Opening the 175 turbine, 630MW capacity London Array wind farm, the world’s largest to date, Conservative Prime Minister David Cameron said “This is a great day for Britain and a big win for renewable energy. London Array shows you can build large scale renewable energy projects right here in Britain. This is because when it comes to clean energy, the UK has one of the clearest investment climates globally.”

His support gives the lead for the rest of his party, with Conservatives of all ranks lining up to get behind offshore wind power.

In July, planning permission was granted by the government for a 175 turbine wind farm off the historic south coast of England, which will be seen from the newly created South Downs national park and tourist spots such as Beachy Head. The Rampion project will cost £2 billion to construct, and is expected to be handed £200 million a year in taxpayer subsidies.  The local Conservative candidate for Lewes constituency, which runs along the affected coastline, wrote to her local paper to underline her support for the project, saying “I supported this scheme and actually voted for it as a local councillor when it was first proposed a few years ago. I was therefore delighted when the Conservative led Government approved the scheme earlier this year.

“The Rampion Wind farm will bring a much needed energy supply for the country but it will also be a huge boost to the local economy and that is why I voted for it in 2010 and why I still support it now.”

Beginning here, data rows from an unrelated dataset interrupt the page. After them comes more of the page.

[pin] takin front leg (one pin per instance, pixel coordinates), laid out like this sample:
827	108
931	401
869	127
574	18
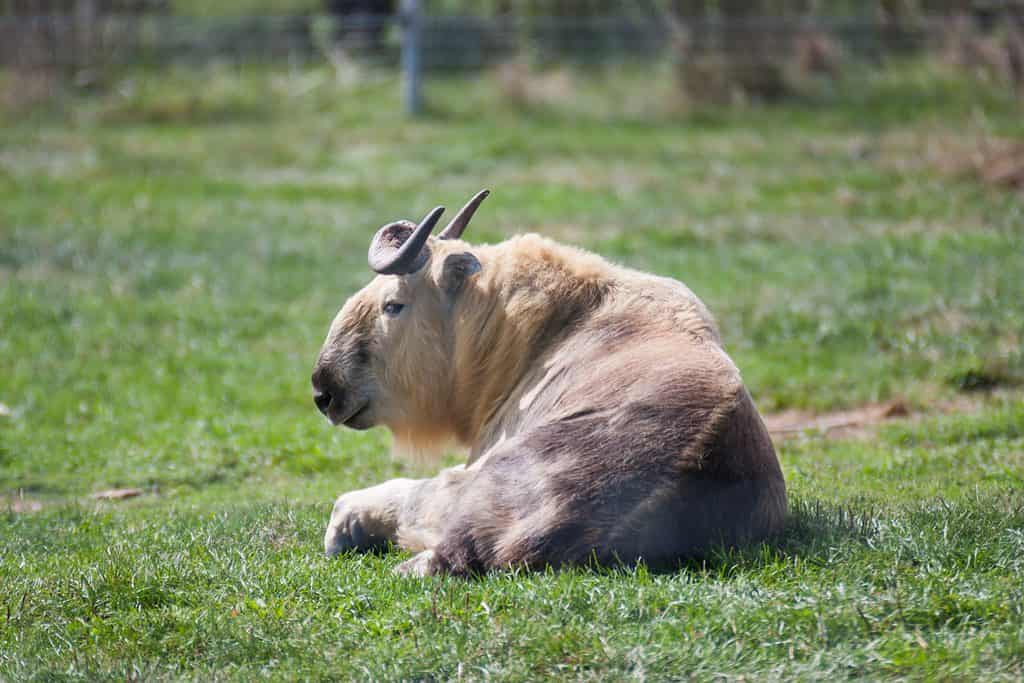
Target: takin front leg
408	513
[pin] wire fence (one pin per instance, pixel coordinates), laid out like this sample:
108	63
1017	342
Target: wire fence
714	55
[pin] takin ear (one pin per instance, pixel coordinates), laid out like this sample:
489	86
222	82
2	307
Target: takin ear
457	269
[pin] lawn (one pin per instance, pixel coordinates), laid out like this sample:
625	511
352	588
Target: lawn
174	246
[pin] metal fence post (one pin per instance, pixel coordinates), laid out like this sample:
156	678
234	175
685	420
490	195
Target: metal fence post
411	57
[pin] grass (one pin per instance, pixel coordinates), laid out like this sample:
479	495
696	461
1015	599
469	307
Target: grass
173	249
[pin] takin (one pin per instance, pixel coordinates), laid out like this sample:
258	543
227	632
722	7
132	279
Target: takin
603	419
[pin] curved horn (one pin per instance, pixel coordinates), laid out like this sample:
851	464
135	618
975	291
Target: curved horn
455	228
388	259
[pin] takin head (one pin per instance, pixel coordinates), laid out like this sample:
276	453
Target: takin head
388	354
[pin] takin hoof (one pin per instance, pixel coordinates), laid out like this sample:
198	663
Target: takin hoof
350	528
423	564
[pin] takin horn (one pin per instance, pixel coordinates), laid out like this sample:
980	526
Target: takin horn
455	228
397	248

Likewise, Conservative MP Therese Coffey, whose Suffolk Coastal constituency is likely to be affected by a vast offshore wind farm project, has also written in support of offshore wind. An article on her website reads “Therese has welcomed the announcement from the Department of Business, Innovation & Skills that an Offshore Wind Investment Organisation to boost levels of inward investment and to further stimulate jobs in the UK offshore wind industry, will be set up.

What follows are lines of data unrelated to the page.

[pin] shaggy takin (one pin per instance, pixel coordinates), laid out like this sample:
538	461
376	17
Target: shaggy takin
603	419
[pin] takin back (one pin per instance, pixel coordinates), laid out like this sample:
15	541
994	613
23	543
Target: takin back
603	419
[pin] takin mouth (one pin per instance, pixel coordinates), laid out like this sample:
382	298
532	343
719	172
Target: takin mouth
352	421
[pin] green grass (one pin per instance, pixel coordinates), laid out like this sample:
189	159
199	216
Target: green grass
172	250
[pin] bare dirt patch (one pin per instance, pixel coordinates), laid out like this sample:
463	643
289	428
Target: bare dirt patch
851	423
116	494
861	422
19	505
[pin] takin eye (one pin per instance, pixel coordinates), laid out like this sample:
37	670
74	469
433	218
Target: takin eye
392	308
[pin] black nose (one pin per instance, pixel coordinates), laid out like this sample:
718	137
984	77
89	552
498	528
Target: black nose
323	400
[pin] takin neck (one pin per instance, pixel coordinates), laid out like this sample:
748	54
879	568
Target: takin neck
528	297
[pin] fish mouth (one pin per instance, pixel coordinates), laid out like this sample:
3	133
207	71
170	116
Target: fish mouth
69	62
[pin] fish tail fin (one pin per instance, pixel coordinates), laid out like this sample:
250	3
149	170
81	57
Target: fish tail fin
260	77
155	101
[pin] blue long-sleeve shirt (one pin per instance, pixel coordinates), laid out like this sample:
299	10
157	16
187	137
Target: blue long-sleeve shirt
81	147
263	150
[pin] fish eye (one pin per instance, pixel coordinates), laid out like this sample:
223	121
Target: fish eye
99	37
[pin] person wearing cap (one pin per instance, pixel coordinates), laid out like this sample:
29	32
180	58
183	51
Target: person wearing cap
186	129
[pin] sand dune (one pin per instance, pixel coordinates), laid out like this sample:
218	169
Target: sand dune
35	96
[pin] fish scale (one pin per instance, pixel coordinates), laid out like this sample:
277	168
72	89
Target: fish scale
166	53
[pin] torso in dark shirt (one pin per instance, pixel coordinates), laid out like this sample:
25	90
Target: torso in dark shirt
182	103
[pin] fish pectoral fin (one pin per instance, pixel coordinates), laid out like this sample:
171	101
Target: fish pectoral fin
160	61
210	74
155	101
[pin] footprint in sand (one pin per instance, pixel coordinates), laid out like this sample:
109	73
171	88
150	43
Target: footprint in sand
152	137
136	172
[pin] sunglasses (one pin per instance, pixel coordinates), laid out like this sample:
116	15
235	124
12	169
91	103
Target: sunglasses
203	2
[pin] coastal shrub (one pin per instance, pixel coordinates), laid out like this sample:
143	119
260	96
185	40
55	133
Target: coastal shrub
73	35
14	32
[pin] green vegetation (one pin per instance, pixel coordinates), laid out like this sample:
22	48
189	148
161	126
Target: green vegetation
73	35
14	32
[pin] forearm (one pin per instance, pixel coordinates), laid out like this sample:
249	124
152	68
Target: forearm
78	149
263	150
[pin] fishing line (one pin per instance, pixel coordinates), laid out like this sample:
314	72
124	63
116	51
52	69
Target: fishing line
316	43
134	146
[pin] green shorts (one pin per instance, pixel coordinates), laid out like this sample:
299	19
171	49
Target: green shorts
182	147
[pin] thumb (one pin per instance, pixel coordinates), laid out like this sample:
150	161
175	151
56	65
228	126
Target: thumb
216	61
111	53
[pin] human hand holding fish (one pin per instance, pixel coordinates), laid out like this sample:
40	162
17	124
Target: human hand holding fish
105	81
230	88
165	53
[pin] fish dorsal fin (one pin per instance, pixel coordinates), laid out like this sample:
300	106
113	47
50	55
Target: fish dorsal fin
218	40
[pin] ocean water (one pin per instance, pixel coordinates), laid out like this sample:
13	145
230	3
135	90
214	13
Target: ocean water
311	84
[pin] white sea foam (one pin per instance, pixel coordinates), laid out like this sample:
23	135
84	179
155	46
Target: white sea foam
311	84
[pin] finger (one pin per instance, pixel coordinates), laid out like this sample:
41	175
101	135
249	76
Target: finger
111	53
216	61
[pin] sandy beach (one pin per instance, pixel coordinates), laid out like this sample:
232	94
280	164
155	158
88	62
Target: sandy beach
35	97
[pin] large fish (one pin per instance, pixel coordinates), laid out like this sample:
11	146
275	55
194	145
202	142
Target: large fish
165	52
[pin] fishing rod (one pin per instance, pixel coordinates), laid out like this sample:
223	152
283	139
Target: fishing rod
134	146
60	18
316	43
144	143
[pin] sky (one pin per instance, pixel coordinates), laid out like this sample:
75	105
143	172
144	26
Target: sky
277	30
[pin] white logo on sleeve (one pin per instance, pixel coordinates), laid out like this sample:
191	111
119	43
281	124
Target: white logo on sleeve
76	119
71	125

“Therese said: “The creation of the Offshore Wind Investment Organisation will help bring enormous economic benefit to our shores, supporting skilled jobs. … The formation of this industry-led partnership will boost the positive benefits that the offshore wind sector can bring to the UK economy”.”

However, with the Bild 1 turbines are already being tagged “white elephants in the North Sea” by sources such as the Economist, and with costs mounting and no end in sight, the question being asked, in Germany at least, is “Is the wind boom over before it even really began?”